Page MenuHomePhabricator

Cloud services enhancement proposal: Single place to configure Toolforge container images
Closed, ResolvedPublic

Description

Proposal Title: Single place to configure Toolforge container images

Brief description: Establish a single location where all Toolforge tooling (webservice, jobs-framework, ...) pull the list of available images.

Why: See linked design doc.

Risks:

  • Additional/unnecessary code complexity.
  • Depending on the pull model, all changes to the list might be tedious to do if it requires rebuilds of several components (the current problem with webservice, but worse)

Design documentation: https://wikitech.wikimedia.org/wiki/Wikimedia_Cloud_Services_team/EnhancementProposals/Toolforge_container_image_configuration

More info: See linked design doc.

Event Timeline

What about putting it in a k8s config?

I've read this proposal and I think this could be beneficial overall.

Some comments:

The whole workflow for maintaining container images is tedious and could benefit from some automation, polishing and more best practices (like, reduce usage of :latestand such), but that's out of the scope for this proposal I guess :-)

Mind that all this shall be temporal in a way, no?

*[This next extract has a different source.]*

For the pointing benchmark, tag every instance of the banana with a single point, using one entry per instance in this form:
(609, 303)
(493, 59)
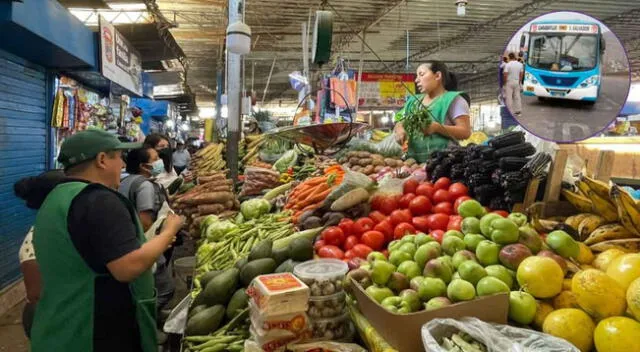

Once we have buildpacks perhpas this whole thing will greatly reduce its usage.

Initial POC based on a config map that everyone can read: https://gitlab.wikimedia.org/repos/cloud/toolforge/image-config.

This works like this:

toolsbeta.test@toolsbeta-sgebastion-05:~$ kubectl get configmap -n tf-public image-config 
NAME           DATA   AGE
image-config   1      2m28s
toolsbeta.test@toolsbeta-sgebastion-05:~$ kubectl get configmap -n tf-public test
Error from server (Forbidden): configmaps "test" is forbidden: User "test" cannot get resource "configmaps" in API group "" in the namespace "tf-public"

I think we should move forward with this. We can have another spin when harbor is ready for prime time.

Change 861847 had a related patch set uploaded (by Majavah; author: Majavah):

[cloud/toolforge/jobs-framework-api@main] Use the shared image-config configmap

https://gerrit.wikimedia.org/r/861847

aborrero moved this task from Inbox to Implementation on the Cloud Services Proposals board.

I've been thinking on the data model and I have a few comments.

Take this chunk as example:

jdk8:
  state: deprecated
  aliases:
    - tf-jdk8
    - tf-jdk8-DEPRECATED

  variants:
    jobs-framework:
      image: docker-registry.tools.wmflabs.org/toolforge-jdk8-sssd-base
    webservice:
      image: docker-registry.tools.wmflabs.org/toolforge-jdk8-sssd-web

How will we present this information to the CLI and/or end users? In particular, what about aliases and/or deprecation status?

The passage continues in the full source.